Día 4 de peregrinaje: Yenne (Savoie), 15 de junio de 2013

Yennes. Oficina de turismo. Pocos minutos antes de la hora cerrar. Un peregrino greñudo y mal afeitado, lleno de barro, abre la puerta, intentando decir algo a la joven (y guapísima) encargada, en un idioma que intenta ser francés. Busca algún sitio para dormir. La empleada le pregunta si no tiene la guía amarilla, casi indispensable para hacer la Via Gebennensis.  El peregrino (miente) dice que la ha perdido. Es tarde, pero vamos a probar un “aubergement jacquaire”, es decir, una familia que acoge a los peregrinos en su caso, cenando, desayunando y charlando con ellos, a cambio de la voluntad. Ella coge el teléfono y el peregrino ya tiene una “reserva” en casa del matrimonio Grout. En el mapa está un poco lejos, pero date prisa, que es muy tarde para cenar. Eh… un momento, cuánto debería pagar a esta buena gente?

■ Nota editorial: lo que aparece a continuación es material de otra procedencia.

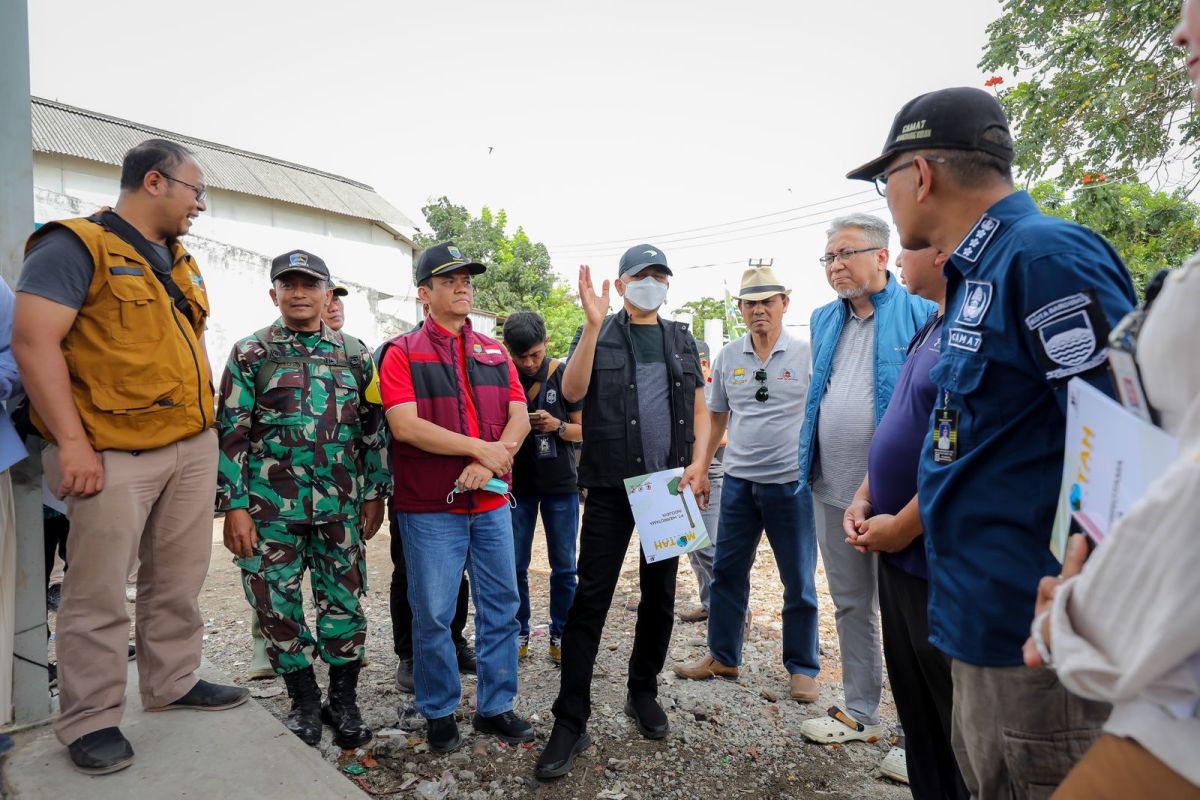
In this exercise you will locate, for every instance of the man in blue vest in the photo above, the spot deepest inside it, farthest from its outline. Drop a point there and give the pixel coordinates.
(1029, 304)
(858, 349)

La acogida fue muy calurosa, en especial por parte del marido, muy simpático. Primer ritual: el sirope. Menta, limón, granadina? Ei, no te lo bebas, hay que añadir agua. Le sirop es la bebida oficial para recibir peregrinos en Francia, un concentrado con el que puedes hacer litros de refresco. Si quieres puedes dejar aquí las botas, si quieres puedes bañrte…A la mujer se la veía un poco cohibida, quizá porque eran las siete, cuando la hora normal para cenar aquí es a partir de las seis. A medida que avanzamos hacia el sur, las horas de las comidas se irán haciendo más tardías. Cuando le dije que era vegetariano, a la buena señora se le iluminó la cara: pasta, ensalada, fruta y arreando.

Una cena “normal” en Francia puede durar varias horas. Agua, vino? Este vino es del tipo tal y cual, pero tenemos otro que… Ensalada: quieres vinagreta? De ésta o de esta otra. Los carrefures españoles deberían vender sirope y vinagreta. Y taboulé. Después de la ensalada y el plato principal viene el melón. Melón pequeño, amarillo y redondo. Es un honor que te pidan cortarlo. Y luego la ruleta rusa de los quesos, con sus nombres tan pintorescos que te recitarán, aunque no tengas ni idea de qué quieren decir. Y, finalmente, el postre. Aunque para mí lo mejor fue el desayuno con un universo de confituras, de colacaos raros de la marca Poulain y la mejor mantequilla que he probado en mi vida.

Realmente fueron muy amables. Tenían un hijo que trabajaba en Madrid, y la señora intentó hablar conmigo en español. No he encontrado a ningún francés que lo consiguiera. El señor me dio varios consejos sobre las rutas a seguir y me dijo que, si necesitaba agua, entrara siempre en los cementerios. También me explicó que los domingos (ese día era sábado) estaba todo abierto hasta el mediodía. El lunes, en cambio, los comercios tenían fiesta.

Mi habitación era la de los niños. Siete camas pequeñitas: Blancanieves total. Después de conectarme un rato a internet, dormí como hasta entonces no había dormido en el camino. La propina que les dejé también fue la más generosa de todo el peregrinaje. Porque fue la primera y porque hasta entonces me había estado dejando una pasta en campings y tables d’hôtes.